SLO County presses on with Diablo desal plan

March 23, 2016

Diablo Canyon Nuclear Power PlantThe San Luis Obispo County Board of Supervisors voted unanimously Tuesday to move ahead with plans to pipe water from the Diablo Canyon desalination plant to a South County water system. The board authorized spending $900,000 on project planning and permitting work.

County officials plan to build a pipeline from Diablo Canyon to Avila Beach. That pipeline would connect to an existing pipeline to Lopez Lake.

At most, the project would cost $36.4 million, according to a county staff report. Planners expect it will take two years to complete the project.

If the Diablo Canyon desalination plant is operating at maximum capacity, it could produce as much as 1,300 acre-feet of water for South County residents. County staff plan to negotiate an agreement with Pacific Gas and Electric Company that would secure the water source for about 30 years.
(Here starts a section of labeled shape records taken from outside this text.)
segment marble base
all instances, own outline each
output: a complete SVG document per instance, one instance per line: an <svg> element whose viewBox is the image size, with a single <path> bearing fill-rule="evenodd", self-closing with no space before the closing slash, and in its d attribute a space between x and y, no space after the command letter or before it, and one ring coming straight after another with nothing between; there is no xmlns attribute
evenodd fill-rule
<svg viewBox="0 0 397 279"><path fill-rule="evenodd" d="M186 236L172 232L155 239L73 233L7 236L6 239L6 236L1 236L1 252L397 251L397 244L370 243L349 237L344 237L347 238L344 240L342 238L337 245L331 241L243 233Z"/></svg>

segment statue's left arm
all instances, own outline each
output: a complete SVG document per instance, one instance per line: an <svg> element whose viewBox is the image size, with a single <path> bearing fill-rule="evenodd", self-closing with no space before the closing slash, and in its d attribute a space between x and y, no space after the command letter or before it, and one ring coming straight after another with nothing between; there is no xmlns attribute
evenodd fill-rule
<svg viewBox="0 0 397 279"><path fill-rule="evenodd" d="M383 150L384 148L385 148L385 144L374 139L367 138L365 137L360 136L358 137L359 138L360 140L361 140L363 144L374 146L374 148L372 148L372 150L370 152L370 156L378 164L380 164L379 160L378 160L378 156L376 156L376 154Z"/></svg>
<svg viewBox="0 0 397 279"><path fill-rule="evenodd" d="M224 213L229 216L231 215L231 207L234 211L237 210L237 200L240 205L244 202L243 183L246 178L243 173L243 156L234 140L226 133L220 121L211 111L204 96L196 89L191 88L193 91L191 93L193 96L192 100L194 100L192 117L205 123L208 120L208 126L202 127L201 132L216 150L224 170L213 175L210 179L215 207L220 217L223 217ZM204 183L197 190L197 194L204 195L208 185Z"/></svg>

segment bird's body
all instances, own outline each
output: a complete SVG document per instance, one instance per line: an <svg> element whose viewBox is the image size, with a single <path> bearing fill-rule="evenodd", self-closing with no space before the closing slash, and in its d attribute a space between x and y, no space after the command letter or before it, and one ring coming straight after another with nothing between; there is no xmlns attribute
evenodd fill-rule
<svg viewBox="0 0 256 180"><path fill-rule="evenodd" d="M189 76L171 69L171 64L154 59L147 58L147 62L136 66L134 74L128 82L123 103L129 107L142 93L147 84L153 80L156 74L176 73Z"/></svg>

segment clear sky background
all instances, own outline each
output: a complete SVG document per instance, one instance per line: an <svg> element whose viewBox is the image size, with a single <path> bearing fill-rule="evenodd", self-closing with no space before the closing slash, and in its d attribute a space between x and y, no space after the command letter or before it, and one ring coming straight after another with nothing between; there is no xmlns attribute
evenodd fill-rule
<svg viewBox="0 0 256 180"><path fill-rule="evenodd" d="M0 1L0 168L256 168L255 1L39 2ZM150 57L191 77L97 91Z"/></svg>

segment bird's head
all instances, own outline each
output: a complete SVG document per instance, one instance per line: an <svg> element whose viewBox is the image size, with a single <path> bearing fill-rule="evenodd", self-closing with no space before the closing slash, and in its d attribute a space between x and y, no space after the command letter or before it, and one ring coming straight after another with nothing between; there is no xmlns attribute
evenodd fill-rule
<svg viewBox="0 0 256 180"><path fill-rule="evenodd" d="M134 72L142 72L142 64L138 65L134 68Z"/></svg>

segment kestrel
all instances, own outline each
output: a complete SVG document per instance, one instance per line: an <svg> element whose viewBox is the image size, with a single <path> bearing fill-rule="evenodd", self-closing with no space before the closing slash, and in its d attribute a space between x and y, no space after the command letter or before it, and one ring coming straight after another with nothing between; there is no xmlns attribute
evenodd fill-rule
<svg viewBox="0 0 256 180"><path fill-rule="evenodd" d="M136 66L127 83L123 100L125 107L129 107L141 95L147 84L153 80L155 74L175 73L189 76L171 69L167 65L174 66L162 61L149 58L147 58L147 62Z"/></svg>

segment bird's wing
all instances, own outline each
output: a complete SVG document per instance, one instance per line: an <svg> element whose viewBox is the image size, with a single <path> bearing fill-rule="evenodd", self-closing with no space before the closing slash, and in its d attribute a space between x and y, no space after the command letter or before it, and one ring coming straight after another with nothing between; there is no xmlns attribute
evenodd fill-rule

On Tuesday, board members said South County needs another source of water and more diversification of its supply.

Public speakers were split for and against the project. Some said the desalination project is too expensive, does not secure a long-term water supply and will harm sea life. Others said it is an important step toward diversifying the water supply, and the county needs to do more than just conserve water.


You don’t need to be incredibly smart and savvy to realize your government does not care if you are dead or alive. Actions speak so much louder than words.


Should it be the government’s job to care if one is alive or dead? That seems a bit of an over-reach. Do you feel that government should be so intimately involved in your life from cradle to grave? And if so, why?


1300 acre feet. Is that per day, month, year or lifetime of the plant? That’s a very important fact which is missing from the article.


Historically, acre-foot is a per-year measurement, as one (1) acre-foot is over 325,000 gallons. So if this is continued, then the plant will produce 423,608,900 gallons a year. That is, if the historical use is maintained. Which is to say, not a whole lot by comparison (Carlsbad’s desal plant does 50M a day, for instance).

However, for a non-dedicated desalination plant (i.e. it really is more of an “add on” or second thought to adapt – quite brilliant, btw, but not a full-on dedicated plant with ideal conditions) that amount is quite respectable.

I see this as PG&E’s way of remaining more positive and relevant in the public’s eye while all this anti-nuke stuff is going on. They were well-prepared, PR-wise, for the masses. Good move, PG&E – money well spent.

Now, will we see through this for what it is? I know those in the government, salivating to spend $900,000 of your money will not or will choose not to.


Haha! Check your calendars. It’s not April Fool’s Day yet. This has to be a joke, and the story was mistakenly reported today.



$900,000 !! just on project planning and permitting work. so almost a million before any work starts. hey if the county wants the water, how ’bout waiving the fees?


Another nutty decision. If it takes 2 years to build the $37 million system, and Diablo closes in 2024, which it surely will, that’s more than $6 million a year for a measly 1300 acre feet of water. SLO just got a bit less than that from Naci for a couple hundred thousand per year. So, who’s the fool here?


And that’s just for the capital costs of this system — add on more for pumping and operating.


“County staff plan to negotiate an agreement with Pacific Gas and Electric Company that would secure the water source for about 30 years.”


We’re saved! Let’s start building more houses! Let’s start taking longer showers!

Rich in MB

But what happens if the Plant Shuts down….do we lose that $36Million dollar desal plant, OR is this just a back door way to keep Diablo Canyon and it’s 10% of the State power in operation? We need water…we need Power….I love it.

Rich in MB

Harm Sea Life?

That’s just crazy from the No-Growthers.